In this 5 day Deep Learning project for the MSc Data Science for Business at Ecole Polytechnique, we aim to classify between Male and Female voices from audio recordings of a person speaking using Convolutional Neural Networks on spectrogram images.
- Malo Rollin
- Théo Viggiano
- Gabriel Prunier-Duparge
- Owen Xoual
- Joséphine Nordin
1 - Dataset & Training
- Using the Vox Celeb audio dataset with manually labelled Male and Female classes, we train two CNNs, one from scratch and one using Transfer Learning to classify between the two classes with various training hyperparameters, all evaluated against their final validation loss and accuracy.
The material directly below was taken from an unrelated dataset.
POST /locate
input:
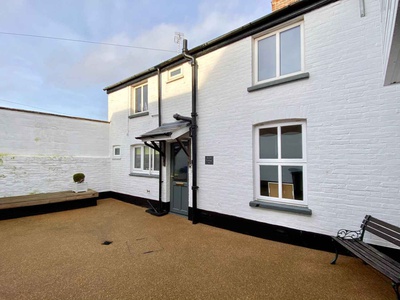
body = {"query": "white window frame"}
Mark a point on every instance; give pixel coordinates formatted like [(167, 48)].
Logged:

- Dataset architecture must be in the following format:
- Note: Each leaf node must contain the raw audio recordings for male and female respectively and all training, testing, and validation sets must contain examples of the same ID for consistency
2 - Inputs
- From the raw audio recording of a person speaking, we sample 6 seconds of the recording at a sampling rate of 16kHz and transform the amplitude over time recording into a spectrogram image using a Mel transformation (in base 2 log).
- The spectrogram image is then resized to fit the CNN dimensions and fed into the network to output a classification.
3 - Get started
We suggest creating a virtual environment and installing the required packages found in the 'requirements.txt' file
The only file you need to run is the Testing.ipynb notebook. This notebook allows you to load a pre-trained model (such as CNN_handmade_1.pth or CNN_handmade_2.pth) and test it by feeding a test image filepath (can bbe found in the test_image folder that holds various spectrogram images of the testing set) to output a classification (male - 1 or female - 0)
After the lengthy preprocessing task, we get the following results :
- SVM: 59% accuracy for a simple linear kernel SVM. The SVM was performed on raw audio timepoints and will give us the benchmark for the future computation
- CNN on the sprectograms: 89% accuracy on the validation set
- Transfer learning model: 84% accuracy on the validation set.
Suprisingly, we achieved less accuracy with this model when we would expect it to give better resutls than the previous CNN. The confusion matrix shows this model had more trouble identifying female voices than the previous one.